Although SpaceX and Tesla founder Musk has said he wants to go into space, and even ‘die on Mars’, he has not said when he might blast into orbit – but has purchased a ticket with Virgin Galactic for a suborbital flight.
SpaceX became the first of the ‘space tourism’ operators to send a fully civilian crew into orbit, with the Inspiration4 mission funded by billionaire Jared Isaacman.
His flight was on a Dragon capsule and SpaceX rocket built by space-obsessed billionaire, Elon Musk and took off for the three day orbital trip on September 16 – going higher than the International Space Station.
SpaceX appears to be leading the way in the broader billionaire space race with numerous launches carrying NASA equipment to the ISS and partnerships to send tourists to space by 2021.
On February 6 2018, SpaceX sent rocket towards the orbit of Mars, 140 million miles away, with Musk’s own red Tesla roadster attached.
Elon Musk with his Dragon Crew capsule
SpaceX has also taken two groups of astronauts to the |International Space Station, with crew from NASA, ESA and JAXA, the Japanese space agency.
SpaceX has been sending batches of 60 satellites into space to help form its Starlink network, which is already in beta and providing fast internet to rural areas.
Branson and Virgin Galactic are taking a different approach to conquering space. It has repeatedly, and successfully, conducted test flights of the Virgin Galactic’s Unity space plane.
The first took place in December 2018 and the latest on May 22, with the flight accelerating to more than 2,000 miles per hour (Mach 2.7).
More than 600 affluent customers to date, including celebrities Brad Pitt and Katy Perry, have reserved a $250,000 (£200,000) seat on one of Virgin’s space trips. The final tickets are expected to cost $350,000.
Branson has previously said he expects Elon Musk to win the race to Mars with his private rocket firm SpaceX.
Richard Branson with the Virgin Galactic craft
SpaceShipTwo can carry six passengers and two pilots. Each passenger gets the same seating position with two large windows – one to the side and one overhead.
The space ship is 60ft long with a 90inch diameter cabin allowing maximum room for the astronauts to float in zero gravity.
It climbs to 50,000ft before the rocket engine ignites. SpaceShipTwo separates from its carrier craft, White Knight II, once it has passed the 50-mile mark.
Passengers become ‘astronauts’ when they reach the Karman line, the boundary of Earth’s atmosphere.
The spaceship will then make a suborbital journey with approximately six minutes of weightlessness, with the entire flight lasting approximately 1.5 hours.

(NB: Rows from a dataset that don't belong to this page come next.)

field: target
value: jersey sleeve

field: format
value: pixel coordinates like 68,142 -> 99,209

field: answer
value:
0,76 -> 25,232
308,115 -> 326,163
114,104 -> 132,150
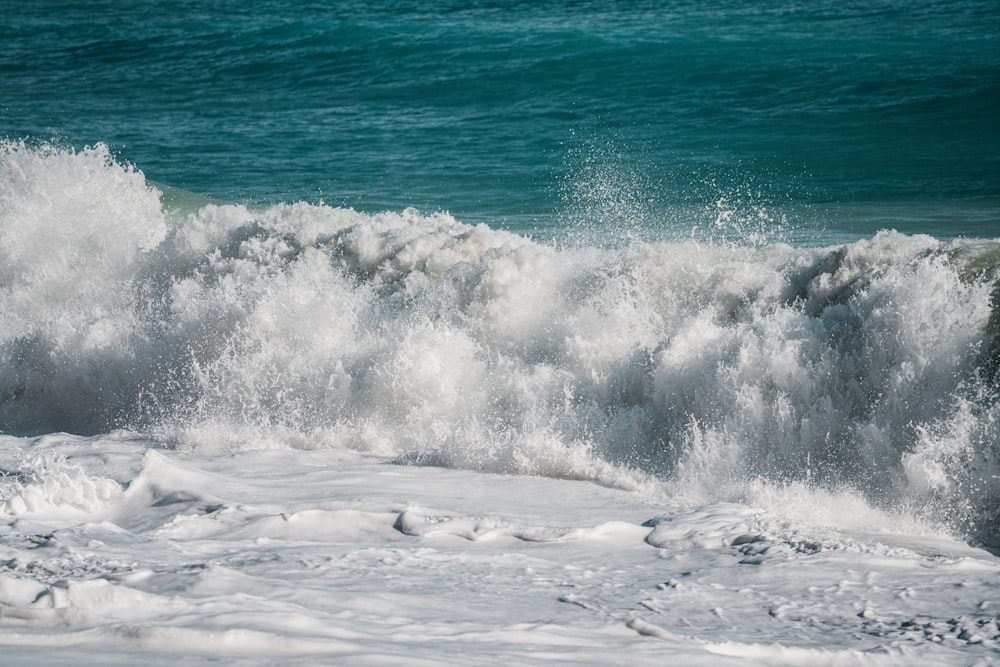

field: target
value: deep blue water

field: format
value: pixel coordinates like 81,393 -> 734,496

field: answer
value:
0,0 -> 1000,240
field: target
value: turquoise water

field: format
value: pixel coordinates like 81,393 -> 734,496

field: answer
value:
0,0 -> 1000,546
0,0 -> 1000,243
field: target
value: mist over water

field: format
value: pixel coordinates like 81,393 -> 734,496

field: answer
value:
0,142 -> 1000,544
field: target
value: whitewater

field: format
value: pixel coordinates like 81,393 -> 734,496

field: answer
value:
0,141 -> 1000,665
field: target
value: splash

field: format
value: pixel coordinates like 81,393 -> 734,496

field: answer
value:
0,144 -> 1000,542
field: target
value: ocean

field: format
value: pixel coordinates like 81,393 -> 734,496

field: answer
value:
0,0 -> 1000,665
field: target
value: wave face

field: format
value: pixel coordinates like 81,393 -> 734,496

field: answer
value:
0,143 -> 1000,543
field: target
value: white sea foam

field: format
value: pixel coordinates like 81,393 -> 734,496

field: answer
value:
0,143 -> 1000,542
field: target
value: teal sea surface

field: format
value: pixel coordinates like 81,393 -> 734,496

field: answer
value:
0,0 -> 1000,544
0,0 -> 1000,243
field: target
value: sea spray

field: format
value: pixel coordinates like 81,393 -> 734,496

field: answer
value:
0,143 -> 1000,543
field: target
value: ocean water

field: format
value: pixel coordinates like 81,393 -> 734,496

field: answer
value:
0,0 -> 1000,664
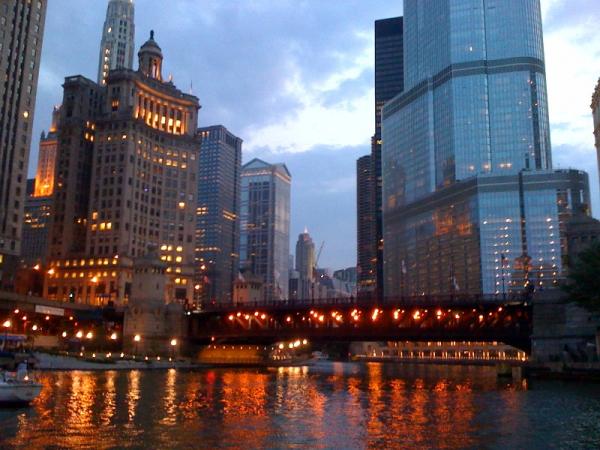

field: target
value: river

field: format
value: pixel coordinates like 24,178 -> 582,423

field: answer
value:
0,362 -> 600,449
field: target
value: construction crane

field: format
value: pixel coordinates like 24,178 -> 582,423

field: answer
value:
314,241 -> 325,276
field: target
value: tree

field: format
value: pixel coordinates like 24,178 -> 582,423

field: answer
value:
563,241 -> 600,312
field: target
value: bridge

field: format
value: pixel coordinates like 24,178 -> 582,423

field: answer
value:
188,296 -> 532,353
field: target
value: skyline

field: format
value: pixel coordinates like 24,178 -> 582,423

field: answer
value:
29,0 -> 600,269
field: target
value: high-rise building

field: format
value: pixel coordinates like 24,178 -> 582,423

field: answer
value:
357,17 -> 404,296
0,0 -> 47,288
296,229 -> 316,299
196,125 -> 242,302
590,79 -> 600,193
356,155 -> 377,295
33,107 -> 60,197
240,158 -> 292,301
21,107 -> 60,266
97,0 -> 135,86
45,32 -> 200,305
382,0 -> 589,296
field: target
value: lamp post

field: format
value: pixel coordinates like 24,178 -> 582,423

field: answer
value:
2,320 -> 12,350
170,339 -> 177,358
133,334 -> 142,359
500,253 -> 506,300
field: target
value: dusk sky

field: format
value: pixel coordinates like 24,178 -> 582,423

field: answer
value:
29,0 -> 600,269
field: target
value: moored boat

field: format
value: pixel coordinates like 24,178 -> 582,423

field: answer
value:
0,373 -> 42,406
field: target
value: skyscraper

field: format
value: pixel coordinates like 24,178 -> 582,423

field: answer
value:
196,125 -> 242,302
98,0 -> 135,86
0,0 -> 47,288
45,32 -> 200,305
296,230 -> 316,299
33,107 -> 60,197
357,17 -> 404,296
21,107 -> 60,266
240,158 -> 292,301
382,0 -> 589,296
356,155 -> 377,295
590,79 -> 600,193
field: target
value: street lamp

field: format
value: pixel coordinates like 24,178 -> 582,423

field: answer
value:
2,320 -> 12,350
170,339 -> 177,358
133,334 -> 142,359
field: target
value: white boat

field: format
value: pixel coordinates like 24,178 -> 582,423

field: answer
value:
0,373 -> 42,405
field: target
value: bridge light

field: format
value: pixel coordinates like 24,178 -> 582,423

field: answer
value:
371,308 -> 379,322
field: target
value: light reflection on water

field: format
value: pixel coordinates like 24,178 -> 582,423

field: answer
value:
0,363 -> 600,449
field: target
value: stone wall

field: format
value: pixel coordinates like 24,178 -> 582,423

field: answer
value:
532,289 -> 600,363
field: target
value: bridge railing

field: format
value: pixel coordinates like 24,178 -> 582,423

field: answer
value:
200,294 -> 530,312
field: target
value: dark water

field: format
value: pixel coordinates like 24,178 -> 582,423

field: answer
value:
0,363 -> 600,449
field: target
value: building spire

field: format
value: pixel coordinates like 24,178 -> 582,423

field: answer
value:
98,0 -> 135,85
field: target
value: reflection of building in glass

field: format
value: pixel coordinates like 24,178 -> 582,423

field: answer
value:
196,125 -> 242,302
0,0 -> 48,289
97,0 -> 135,86
240,158 -> 292,300
383,0 -> 589,296
45,33 -> 200,305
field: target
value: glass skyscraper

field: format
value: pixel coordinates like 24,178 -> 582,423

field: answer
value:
382,0 -> 589,296
240,158 -> 292,301
195,125 -> 242,303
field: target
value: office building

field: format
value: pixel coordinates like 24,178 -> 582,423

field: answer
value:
195,125 -> 242,302
296,229 -> 316,299
357,17 -> 404,296
590,79 -> 600,193
97,0 -> 135,86
0,0 -> 48,289
356,155 -> 377,295
382,0 -> 590,297
240,158 -> 292,301
45,32 -> 200,305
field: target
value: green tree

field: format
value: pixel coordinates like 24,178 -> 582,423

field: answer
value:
563,241 -> 600,312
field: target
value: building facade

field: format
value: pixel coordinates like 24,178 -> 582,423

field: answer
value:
45,32 -> 200,305
21,107 -> 60,267
195,125 -> 242,303
383,0 -> 590,296
590,79 -> 600,195
0,0 -> 47,289
356,155 -> 377,295
97,0 -> 135,86
357,17 -> 404,296
240,158 -> 292,301
296,230 -> 316,299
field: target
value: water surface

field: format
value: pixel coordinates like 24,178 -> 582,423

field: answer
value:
0,363 -> 600,449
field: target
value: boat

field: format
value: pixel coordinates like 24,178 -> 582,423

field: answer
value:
0,372 -> 42,406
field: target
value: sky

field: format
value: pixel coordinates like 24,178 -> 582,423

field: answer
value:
29,0 -> 600,269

Bezos revealed in April 2017 that he finances Blue Origin with around $1 billion (£720 million) of Amazon stock each year.
The system consists of a pressurised crew capsule atop a reusable ‘New Shepard’ booster rocket.
At its peak, the capsule reached 65 miles (104 kilometres), just above the official threshold for space and landed vertically seven minutes after liftoff.
Blue Origin are working on New Glenn, the next generation heavy lift rocket, that will compete with the SpaceX Falcon 9.